Algunas tardes acompañaba a mi abuela a comprar hilos y agujas, a contratar pedidos de telas, a cambiar partes de las máquinas. Me emocionaba leyendo anuncios y letreros callejeros. Veía una S y sabía que era el símbolo de una Singer. Nadie me dijo que esto podría pasar. Solo mi abuela me salvó. Me dijo que estaba leyendo. Entonces, mientras ella dibujaba sus patrones de moda y diseñaba ropa, yo escribía cosas en sus talonarios. Dibujé las nuevas máquinas industriales que llegaron al taller.

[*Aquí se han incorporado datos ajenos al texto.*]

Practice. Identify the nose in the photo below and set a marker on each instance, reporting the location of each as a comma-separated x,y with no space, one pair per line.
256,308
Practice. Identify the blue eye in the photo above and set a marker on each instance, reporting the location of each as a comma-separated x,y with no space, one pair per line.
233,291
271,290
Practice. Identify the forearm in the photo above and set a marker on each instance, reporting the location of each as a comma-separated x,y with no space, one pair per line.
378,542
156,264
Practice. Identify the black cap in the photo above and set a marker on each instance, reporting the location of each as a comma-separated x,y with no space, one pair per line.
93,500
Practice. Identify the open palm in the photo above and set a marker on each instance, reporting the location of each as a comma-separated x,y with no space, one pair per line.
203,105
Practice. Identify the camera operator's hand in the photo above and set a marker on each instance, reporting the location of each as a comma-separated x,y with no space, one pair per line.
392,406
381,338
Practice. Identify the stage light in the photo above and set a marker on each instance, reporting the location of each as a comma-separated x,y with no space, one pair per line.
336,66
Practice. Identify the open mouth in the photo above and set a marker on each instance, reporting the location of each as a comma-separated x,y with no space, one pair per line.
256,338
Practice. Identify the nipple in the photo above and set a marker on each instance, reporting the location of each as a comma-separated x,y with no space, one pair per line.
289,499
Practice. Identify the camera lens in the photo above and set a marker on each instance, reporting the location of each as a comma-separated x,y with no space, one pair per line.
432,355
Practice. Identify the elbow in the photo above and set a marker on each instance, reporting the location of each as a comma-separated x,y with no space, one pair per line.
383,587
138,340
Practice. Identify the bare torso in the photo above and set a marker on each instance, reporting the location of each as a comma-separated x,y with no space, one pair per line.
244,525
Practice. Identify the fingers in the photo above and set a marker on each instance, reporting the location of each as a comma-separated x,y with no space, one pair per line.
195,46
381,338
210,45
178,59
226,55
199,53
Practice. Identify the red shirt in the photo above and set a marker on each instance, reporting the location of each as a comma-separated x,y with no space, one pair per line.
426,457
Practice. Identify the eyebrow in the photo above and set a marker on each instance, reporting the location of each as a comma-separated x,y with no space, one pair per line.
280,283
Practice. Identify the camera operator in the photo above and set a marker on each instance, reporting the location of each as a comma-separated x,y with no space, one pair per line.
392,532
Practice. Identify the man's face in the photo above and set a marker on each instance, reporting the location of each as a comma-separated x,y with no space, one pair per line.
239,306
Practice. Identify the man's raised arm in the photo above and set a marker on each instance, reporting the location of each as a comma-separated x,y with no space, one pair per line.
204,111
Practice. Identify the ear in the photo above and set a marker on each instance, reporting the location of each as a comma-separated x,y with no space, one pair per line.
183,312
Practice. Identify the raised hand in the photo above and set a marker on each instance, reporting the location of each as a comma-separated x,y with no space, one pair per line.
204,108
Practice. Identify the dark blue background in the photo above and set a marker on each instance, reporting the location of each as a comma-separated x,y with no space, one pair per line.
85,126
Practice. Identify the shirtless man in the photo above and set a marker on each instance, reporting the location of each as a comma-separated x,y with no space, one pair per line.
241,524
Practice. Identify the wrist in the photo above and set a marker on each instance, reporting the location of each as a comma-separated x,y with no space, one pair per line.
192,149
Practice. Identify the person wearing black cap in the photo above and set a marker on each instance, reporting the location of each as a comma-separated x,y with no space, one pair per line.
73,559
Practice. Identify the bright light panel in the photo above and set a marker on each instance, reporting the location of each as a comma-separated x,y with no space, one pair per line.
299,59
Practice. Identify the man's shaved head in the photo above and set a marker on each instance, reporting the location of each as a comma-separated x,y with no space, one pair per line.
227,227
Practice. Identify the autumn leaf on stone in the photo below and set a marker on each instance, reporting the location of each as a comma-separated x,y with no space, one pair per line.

Las trabajadoras y yo estábamos deslumbrados con los recientes artefactos. Ellas renovaban su lenguaje y yo aprendía sobre palancas, talones, conos, troncos, ranuras, ojo y punta. Hasta de las placas de transporte me enteré.

Todo fue cierto y todo llegó a su final. Supe que la fábrica cerró por el acoso financiero de los bancos. Las tías y la abuela envejecieron obsequiándose sorpresas, vestidos y prendas nuevas que ellas mismas cosían. Vivían elegantes y estrenando. Hasta diseñaron sus blusas de funeral.

Habíamos pasado una tarde deliciosa. Nuestras manos se apretaron. Le confesé que estaba escribiendo un libro, la historia de un caballo. Algo diferente a El Moro. Sin desventuras. Buen trato. Con una vida apacible, sin obligación de trabajar. Algo parecido al caballo del abuelo. Fui sincero. Le dije que en el fondo tenía dificultades para escribir. Mi abuela se retiró. Fumé y bosquejé muchos paisajes. Hasta dibujé un álbum de láminas de la naturaleza en mi cabeza. Regresó con un pequeño baúl. Extrajo unos cuadernos y me los entregó.

–Te pueden servir. Eran del abuelo.

Vi su letra y sus rasgos me confirmaron el sentido de las cosas. Una letra que me devolvió a un mundo caligráfico, sin afanes, desaparecido. Oloroso a whisky y risas.

–Y ahora... habla por mi santa cruz. Escribe lo que le mandé a callar.

–No es bueno que digas eso.

–Mi amor, insiste en tus confecciones literarias...

Nunca más la vi. De regreso leí los cuadernos completos. Entre el rancio esplendor que ofrecía la ventanilla del avión percibí la nobleza del abuelo. Entendí su silencio y comprendí su ascendencia, todos esos datos, toda esa tristeza oculta tras su risa bonachona. Pensé en Orhan Pamuk y en García Márquez. Pensé en mí mismo y sentí que la estirpe de escritores, no tan buenos pero condenados a escribir, deberíamos tener una segunda oportunidad sobre la tierra si corregíamos mucho y teníamos algo que contar. Sobre todo pensé en mi abuela y su cuidado al confeccionar sus blusas. Sus palabras de nuevo me salvaron: “escribir no es cosa de adultos sino de niños”.

Por eso no crecí y me quedé jugando. Me quedé escribiendo.